Gareth Evans - Ainda não consigo ver um conceito claro de operação que funcionará para acabar com as mortes de civis. Não acredito que possa haver zona de exclusão aérea sem tornar o confronto mais substancial, porque não se pode só atirar em aviões sírios, é preciso atacar também centros de comando.

Não há uma operação simples quando se está enfrentando uma grande força militar. Você consegue fazer isso se está enfrentando uma força militar fraca, como a líbia, mas os sírios são diferentes.

A situação na Síria coloca então sob dúvida o conceito de responsabilidade de proteger?

A responsabilidade de proteger é muito mais do que só intervenção militar. Envolve persuasão diplomática e outras formas de pressão. É verdade que na Síria nós nem tivemos essas outras formas.

Falta consenso sobre o que o R2P significa e como ele deve ser aplicado. Acho que é possível recriar esse consenso, mas só se houver uma avaliação do que deu errado na Líbia. Na Síria, há uma paralisia até na discussão das formas mais leves de pressão -então tem sido um ano difícil para o conceito R2P.

Como avançar nas discussões com a resistência da Rússia?

Se a Síria vai mudar seu comportamento e se preparar para uma discussão séria sobre transformação política, a pressão terá que vir da Rússia.

E o Brasil tem uma credibilidade e um acesso [nos Brics] a essas potências que outros países não têm. Deveria usar isso para dizer: "Não queremos ser vistos como os caras que apoiam ditaduras e massacres de inocentes. Somos países decentes, vamos formar uma posição que vai mudar as coisas".

Uma coisa é um país como a Austrália dizer isso, outra coisa é o Brasil. Ele seria ouvido e levado muito a sério.

O Brasil tentou contribuir com o conceito de "responsabilidade ao proteger". Temos tempo para esse debate na Síria?

Essa discussão não vai ajudar a situação na Síria. Mas o que o Brasil está propondo é criar a capacidade para ações internacionais efetivas em situações futuras. Porque, se tivermos uma nova Ruanda amanhã, teremos consenso para lidar de forma efetiva contra crimes contra a humanidade?

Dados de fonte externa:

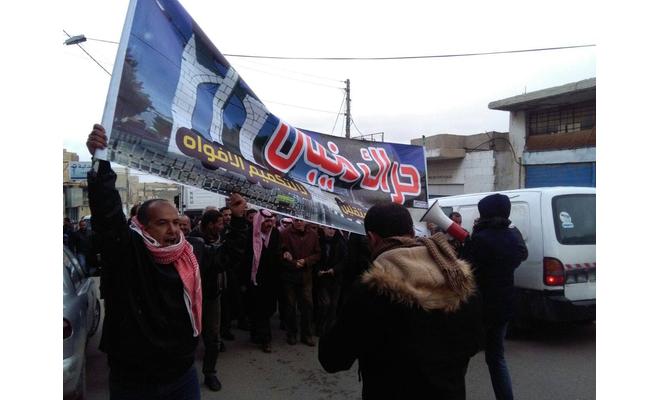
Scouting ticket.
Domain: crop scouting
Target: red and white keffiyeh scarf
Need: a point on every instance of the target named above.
(182, 256)
(259, 240)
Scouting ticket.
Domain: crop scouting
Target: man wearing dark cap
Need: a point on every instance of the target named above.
(412, 320)
(495, 250)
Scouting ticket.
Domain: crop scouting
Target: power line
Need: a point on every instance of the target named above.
(288, 77)
(305, 108)
(357, 128)
(338, 115)
(296, 72)
(394, 57)
(410, 57)
(90, 56)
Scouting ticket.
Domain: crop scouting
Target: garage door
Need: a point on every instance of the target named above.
(577, 174)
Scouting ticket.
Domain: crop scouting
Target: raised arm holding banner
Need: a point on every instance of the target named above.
(177, 109)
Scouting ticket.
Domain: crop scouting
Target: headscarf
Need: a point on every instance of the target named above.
(182, 256)
(258, 240)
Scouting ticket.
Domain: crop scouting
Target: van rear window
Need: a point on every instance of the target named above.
(574, 216)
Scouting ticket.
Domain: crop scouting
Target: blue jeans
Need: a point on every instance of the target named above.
(494, 354)
(185, 387)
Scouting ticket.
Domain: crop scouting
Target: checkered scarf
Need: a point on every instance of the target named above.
(182, 256)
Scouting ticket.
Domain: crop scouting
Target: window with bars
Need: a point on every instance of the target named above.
(564, 119)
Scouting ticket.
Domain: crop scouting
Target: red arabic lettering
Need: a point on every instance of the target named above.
(401, 189)
(273, 154)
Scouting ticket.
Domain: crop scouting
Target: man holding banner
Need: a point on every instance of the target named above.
(301, 250)
(152, 290)
(414, 320)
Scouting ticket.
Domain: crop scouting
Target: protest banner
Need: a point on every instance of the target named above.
(177, 109)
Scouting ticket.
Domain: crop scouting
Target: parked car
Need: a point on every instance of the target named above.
(82, 312)
(558, 280)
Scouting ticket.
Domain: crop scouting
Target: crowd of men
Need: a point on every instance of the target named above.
(412, 311)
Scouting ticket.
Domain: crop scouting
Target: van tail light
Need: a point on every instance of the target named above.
(68, 329)
(553, 272)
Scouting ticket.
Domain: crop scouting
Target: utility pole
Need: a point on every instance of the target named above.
(348, 115)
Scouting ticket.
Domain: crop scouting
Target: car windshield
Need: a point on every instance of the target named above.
(574, 216)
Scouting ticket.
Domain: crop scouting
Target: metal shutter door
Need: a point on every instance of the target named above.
(579, 174)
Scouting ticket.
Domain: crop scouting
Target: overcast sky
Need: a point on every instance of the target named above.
(404, 99)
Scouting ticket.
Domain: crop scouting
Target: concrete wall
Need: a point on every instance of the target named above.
(517, 131)
(479, 171)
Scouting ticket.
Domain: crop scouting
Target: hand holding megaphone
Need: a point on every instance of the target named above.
(435, 214)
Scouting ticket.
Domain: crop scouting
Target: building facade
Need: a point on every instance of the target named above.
(131, 190)
(554, 132)
(459, 164)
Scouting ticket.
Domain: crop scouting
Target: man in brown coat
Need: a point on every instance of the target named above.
(301, 250)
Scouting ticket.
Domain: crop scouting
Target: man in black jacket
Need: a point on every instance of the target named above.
(329, 271)
(152, 291)
(209, 254)
(413, 322)
(495, 250)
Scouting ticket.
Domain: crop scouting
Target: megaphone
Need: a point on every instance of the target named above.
(435, 215)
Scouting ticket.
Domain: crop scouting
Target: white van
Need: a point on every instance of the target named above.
(558, 280)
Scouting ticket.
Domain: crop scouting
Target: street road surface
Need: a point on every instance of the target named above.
(547, 364)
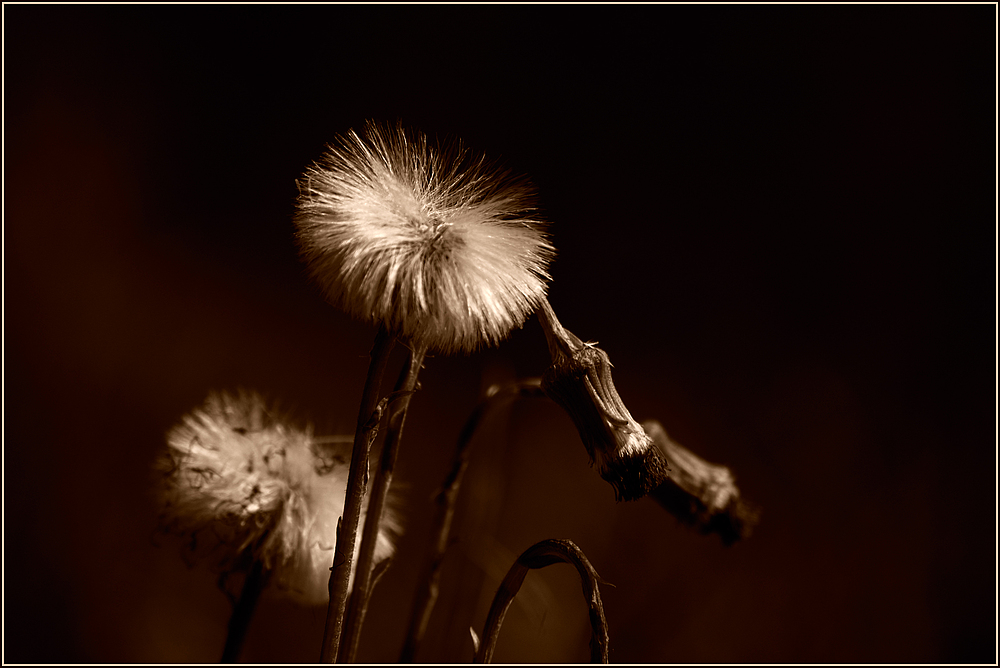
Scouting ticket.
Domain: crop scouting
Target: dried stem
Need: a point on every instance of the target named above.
(369, 415)
(579, 380)
(701, 494)
(243, 610)
(363, 583)
(540, 555)
(444, 504)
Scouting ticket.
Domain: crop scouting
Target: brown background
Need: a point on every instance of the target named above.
(779, 222)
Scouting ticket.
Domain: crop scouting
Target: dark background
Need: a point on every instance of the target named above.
(778, 220)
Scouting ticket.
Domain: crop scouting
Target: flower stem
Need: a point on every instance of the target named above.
(239, 622)
(445, 502)
(363, 584)
(540, 555)
(357, 481)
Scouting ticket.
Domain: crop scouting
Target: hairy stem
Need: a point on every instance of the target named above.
(444, 504)
(363, 584)
(357, 480)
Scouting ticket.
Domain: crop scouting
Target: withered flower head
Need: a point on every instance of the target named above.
(256, 488)
(433, 242)
(579, 380)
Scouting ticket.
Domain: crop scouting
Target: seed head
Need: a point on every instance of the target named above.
(434, 242)
(254, 487)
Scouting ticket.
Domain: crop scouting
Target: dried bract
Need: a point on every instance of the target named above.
(579, 380)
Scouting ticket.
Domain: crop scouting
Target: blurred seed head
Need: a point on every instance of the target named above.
(242, 484)
(430, 240)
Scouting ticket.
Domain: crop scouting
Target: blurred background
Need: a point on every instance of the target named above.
(779, 221)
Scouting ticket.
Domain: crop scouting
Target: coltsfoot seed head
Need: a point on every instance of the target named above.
(249, 483)
(433, 242)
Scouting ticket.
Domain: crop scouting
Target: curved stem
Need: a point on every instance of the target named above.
(540, 555)
(363, 584)
(239, 622)
(444, 503)
(357, 480)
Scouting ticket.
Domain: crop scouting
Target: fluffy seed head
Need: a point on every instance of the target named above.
(431, 241)
(245, 483)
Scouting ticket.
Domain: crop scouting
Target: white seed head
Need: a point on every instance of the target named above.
(248, 482)
(431, 241)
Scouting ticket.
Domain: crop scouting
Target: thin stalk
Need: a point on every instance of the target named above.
(444, 513)
(369, 415)
(540, 555)
(239, 622)
(363, 584)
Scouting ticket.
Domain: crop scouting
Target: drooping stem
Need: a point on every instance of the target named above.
(701, 494)
(363, 584)
(369, 415)
(444, 504)
(540, 555)
(239, 622)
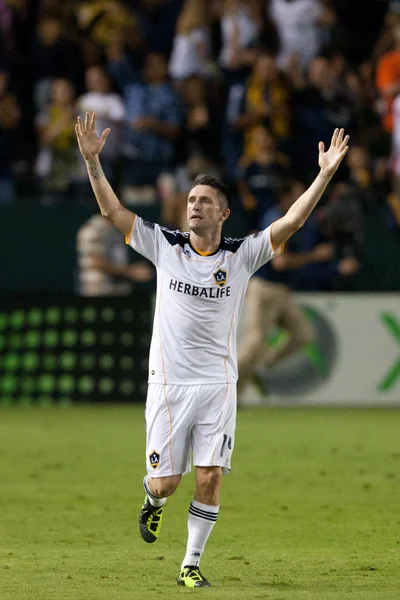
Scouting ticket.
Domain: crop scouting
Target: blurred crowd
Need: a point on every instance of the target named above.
(243, 89)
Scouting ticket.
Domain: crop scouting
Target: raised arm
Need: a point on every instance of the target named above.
(298, 213)
(90, 146)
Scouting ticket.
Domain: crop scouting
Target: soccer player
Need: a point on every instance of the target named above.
(201, 283)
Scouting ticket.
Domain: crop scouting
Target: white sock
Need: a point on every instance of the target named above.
(154, 501)
(201, 521)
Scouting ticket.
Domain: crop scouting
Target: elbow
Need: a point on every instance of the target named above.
(296, 223)
(108, 214)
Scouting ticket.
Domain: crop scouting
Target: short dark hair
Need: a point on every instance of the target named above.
(213, 182)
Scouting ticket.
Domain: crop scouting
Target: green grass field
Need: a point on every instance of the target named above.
(310, 510)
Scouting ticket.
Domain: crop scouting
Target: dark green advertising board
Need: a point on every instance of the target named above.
(65, 349)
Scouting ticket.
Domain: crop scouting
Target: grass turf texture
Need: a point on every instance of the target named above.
(311, 509)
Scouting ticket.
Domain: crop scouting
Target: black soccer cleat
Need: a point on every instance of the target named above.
(150, 521)
(190, 576)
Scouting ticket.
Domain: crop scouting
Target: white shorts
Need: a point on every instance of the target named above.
(181, 419)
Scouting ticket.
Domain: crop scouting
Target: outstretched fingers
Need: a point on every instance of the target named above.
(104, 135)
(344, 143)
(93, 122)
(334, 137)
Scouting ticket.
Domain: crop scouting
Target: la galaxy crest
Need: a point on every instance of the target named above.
(154, 459)
(220, 277)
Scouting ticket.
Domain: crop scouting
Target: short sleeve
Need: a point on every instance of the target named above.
(257, 250)
(146, 238)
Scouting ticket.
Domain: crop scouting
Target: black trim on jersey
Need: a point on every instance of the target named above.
(199, 253)
(176, 237)
(231, 244)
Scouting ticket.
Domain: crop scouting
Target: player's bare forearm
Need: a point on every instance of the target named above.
(299, 212)
(110, 206)
(90, 147)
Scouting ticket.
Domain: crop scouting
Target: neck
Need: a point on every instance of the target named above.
(206, 242)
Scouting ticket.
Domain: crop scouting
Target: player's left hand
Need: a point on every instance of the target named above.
(330, 160)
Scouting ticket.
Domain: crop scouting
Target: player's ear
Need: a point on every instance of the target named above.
(225, 214)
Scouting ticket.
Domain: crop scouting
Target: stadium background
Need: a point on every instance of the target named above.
(314, 70)
(310, 510)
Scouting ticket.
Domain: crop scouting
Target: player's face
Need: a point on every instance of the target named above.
(205, 210)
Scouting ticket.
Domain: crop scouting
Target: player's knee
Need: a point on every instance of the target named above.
(209, 479)
(162, 487)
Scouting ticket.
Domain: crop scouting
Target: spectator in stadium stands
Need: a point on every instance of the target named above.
(57, 162)
(263, 100)
(303, 27)
(388, 79)
(106, 22)
(361, 89)
(157, 19)
(191, 52)
(260, 175)
(153, 116)
(368, 176)
(241, 26)
(103, 267)
(54, 56)
(109, 109)
(10, 115)
(309, 261)
(321, 105)
(202, 119)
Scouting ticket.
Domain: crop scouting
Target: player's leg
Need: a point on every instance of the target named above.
(213, 440)
(168, 452)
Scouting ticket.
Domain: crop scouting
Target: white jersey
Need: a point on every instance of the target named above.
(199, 301)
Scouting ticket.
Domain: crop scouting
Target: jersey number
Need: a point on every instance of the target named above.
(226, 439)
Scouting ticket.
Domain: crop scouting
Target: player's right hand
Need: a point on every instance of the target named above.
(89, 144)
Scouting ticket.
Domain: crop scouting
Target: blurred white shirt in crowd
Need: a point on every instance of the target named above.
(241, 24)
(298, 29)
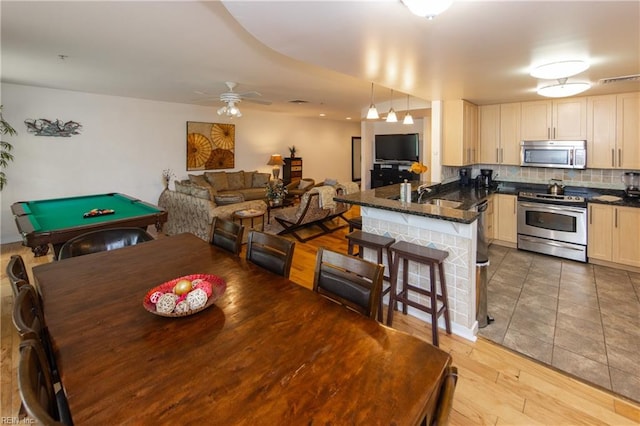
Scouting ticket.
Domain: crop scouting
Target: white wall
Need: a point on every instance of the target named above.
(125, 144)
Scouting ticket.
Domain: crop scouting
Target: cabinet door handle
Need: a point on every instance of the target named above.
(613, 157)
(619, 157)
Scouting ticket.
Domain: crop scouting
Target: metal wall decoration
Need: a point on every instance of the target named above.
(210, 146)
(44, 127)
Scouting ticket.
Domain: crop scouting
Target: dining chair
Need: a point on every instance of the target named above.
(353, 282)
(227, 235)
(28, 320)
(103, 240)
(17, 273)
(36, 386)
(270, 252)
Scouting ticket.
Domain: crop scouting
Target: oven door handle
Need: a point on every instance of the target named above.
(548, 243)
(550, 207)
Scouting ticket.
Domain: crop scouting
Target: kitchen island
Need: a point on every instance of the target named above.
(450, 229)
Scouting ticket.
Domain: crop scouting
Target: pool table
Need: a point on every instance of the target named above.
(55, 221)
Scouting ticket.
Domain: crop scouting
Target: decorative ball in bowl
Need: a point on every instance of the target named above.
(184, 296)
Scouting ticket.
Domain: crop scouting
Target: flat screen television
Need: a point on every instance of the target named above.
(397, 148)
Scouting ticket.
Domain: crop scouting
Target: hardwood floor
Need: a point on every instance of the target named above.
(496, 386)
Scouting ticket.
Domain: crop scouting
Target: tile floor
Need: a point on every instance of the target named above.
(580, 318)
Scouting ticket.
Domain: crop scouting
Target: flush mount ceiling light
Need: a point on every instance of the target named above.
(561, 69)
(391, 116)
(427, 8)
(563, 89)
(408, 119)
(372, 114)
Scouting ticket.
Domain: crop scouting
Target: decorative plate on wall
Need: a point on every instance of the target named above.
(210, 145)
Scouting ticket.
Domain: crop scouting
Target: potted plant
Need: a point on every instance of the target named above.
(5, 149)
(276, 192)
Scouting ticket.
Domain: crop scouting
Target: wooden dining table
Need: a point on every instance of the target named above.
(268, 351)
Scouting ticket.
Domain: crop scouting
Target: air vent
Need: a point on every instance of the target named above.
(633, 77)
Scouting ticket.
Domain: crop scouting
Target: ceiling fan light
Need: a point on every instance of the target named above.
(391, 116)
(372, 114)
(563, 89)
(427, 8)
(560, 69)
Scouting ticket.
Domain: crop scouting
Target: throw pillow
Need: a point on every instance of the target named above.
(260, 180)
(225, 199)
(304, 184)
(200, 192)
(235, 179)
(218, 180)
(248, 179)
(199, 180)
(184, 186)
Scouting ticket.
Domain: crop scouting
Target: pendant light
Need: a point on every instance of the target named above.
(391, 116)
(408, 119)
(372, 114)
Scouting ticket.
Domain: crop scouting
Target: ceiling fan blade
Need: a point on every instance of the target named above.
(257, 101)
(252, 94)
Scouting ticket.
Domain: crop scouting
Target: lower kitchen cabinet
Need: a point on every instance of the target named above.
(505, 218)
(614, 234)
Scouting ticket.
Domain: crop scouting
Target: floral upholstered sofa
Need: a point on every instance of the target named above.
(229, 187)
(191, 208)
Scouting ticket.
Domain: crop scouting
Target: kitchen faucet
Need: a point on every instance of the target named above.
(422, 189)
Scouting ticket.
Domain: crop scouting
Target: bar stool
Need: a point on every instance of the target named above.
(379, 243)
(434, 258)
(355, 223)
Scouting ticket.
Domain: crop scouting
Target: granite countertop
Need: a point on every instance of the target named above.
(388, 198)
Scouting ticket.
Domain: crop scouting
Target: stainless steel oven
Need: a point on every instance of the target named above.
(554, 225)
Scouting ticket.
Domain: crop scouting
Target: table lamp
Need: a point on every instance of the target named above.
(276, 161)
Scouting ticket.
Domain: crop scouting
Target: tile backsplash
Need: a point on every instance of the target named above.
(594, 178)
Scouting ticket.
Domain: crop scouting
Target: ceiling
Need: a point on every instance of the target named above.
(326, 53)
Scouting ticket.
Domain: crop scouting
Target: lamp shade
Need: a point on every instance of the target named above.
(275, 160)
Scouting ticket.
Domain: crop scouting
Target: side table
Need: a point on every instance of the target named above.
(287, 202)
(249, 214)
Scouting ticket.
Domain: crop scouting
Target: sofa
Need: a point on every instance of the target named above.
(232, 187)
(191, 209)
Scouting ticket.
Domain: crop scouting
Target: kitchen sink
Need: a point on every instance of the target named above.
(443, 203)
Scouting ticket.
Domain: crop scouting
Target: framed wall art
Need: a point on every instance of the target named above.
(210, 145)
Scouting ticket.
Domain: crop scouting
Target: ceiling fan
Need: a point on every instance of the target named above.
(231, 99)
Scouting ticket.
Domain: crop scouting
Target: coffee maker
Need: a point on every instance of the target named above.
(631, 181)
(483, 180)
(465, 176)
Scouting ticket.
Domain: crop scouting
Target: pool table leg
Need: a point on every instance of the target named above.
(40, 250)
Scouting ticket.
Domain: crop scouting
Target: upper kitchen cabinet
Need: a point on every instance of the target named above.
(499, 130)
(628, 131)
(601, 132)
(613, 131)
(562, 119)
(460, 133)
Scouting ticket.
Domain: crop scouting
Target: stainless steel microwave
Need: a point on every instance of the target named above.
(560, 154)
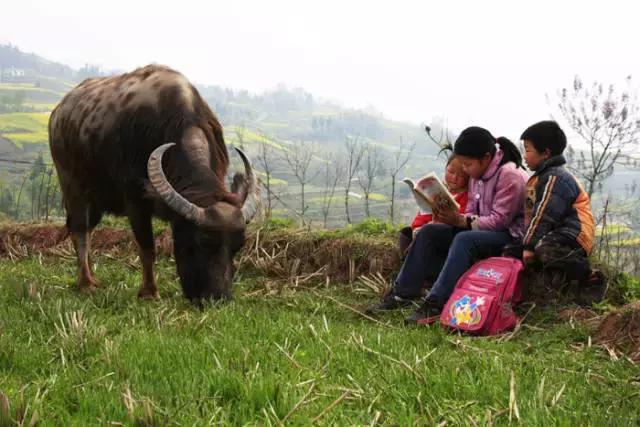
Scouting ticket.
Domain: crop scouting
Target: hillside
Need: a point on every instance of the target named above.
(281, 118)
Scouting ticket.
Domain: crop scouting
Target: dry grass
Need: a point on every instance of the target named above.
(297, 256)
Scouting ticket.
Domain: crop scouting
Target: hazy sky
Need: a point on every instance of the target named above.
(488, 63)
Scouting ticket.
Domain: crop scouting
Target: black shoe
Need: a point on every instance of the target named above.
(391, 301)
(593, 290)
(426, 314)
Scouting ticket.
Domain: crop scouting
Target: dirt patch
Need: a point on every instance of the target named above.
(296, 255)
(305, 255)
(620, 330)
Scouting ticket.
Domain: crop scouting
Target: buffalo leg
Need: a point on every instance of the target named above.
(141, 224)
(80, 222)
(82, 244)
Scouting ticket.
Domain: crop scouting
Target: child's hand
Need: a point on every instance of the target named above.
(528, 256)
(450, 217)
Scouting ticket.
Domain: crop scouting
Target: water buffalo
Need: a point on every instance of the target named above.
(146, 144)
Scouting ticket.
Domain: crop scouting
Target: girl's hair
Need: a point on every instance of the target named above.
(475, 142)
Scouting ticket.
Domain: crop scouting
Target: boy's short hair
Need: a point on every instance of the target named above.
(546, 134)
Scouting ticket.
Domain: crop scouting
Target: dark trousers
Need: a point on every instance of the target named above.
(443, 253)
(558, 256)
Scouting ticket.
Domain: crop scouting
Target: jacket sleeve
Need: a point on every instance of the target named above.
(553, 197)
(507, 203)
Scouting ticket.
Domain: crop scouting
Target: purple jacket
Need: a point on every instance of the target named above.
(497, 199)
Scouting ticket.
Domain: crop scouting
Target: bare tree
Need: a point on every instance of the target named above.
(398, 162)
(354, 153)
(240, 130)
(299, 156)
(608, 120)
(268, 160)
(372, 167)
(332, 172)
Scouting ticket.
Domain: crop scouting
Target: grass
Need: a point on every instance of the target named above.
(25, 128)
(281, 354)
(23, 122)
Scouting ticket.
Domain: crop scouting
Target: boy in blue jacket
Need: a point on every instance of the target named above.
(559, 225)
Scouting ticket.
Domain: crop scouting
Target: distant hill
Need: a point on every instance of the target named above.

É possível que, em alguns anos, nos lembremos da Síria como uma nova Ruanda, em que a comunidade internacional falhou ao não intervir?

A situação síria não é como em Ruanda, onde a violência teria sido facilmente cessada com o envio de 5 mil ou 10 mil soldados. Na Síria, temos uma guerra civil em larga escala. Não é só uma questão de enviar 10 mil soldados, mas de entrar no país e lutar uma guerra contra a Síria.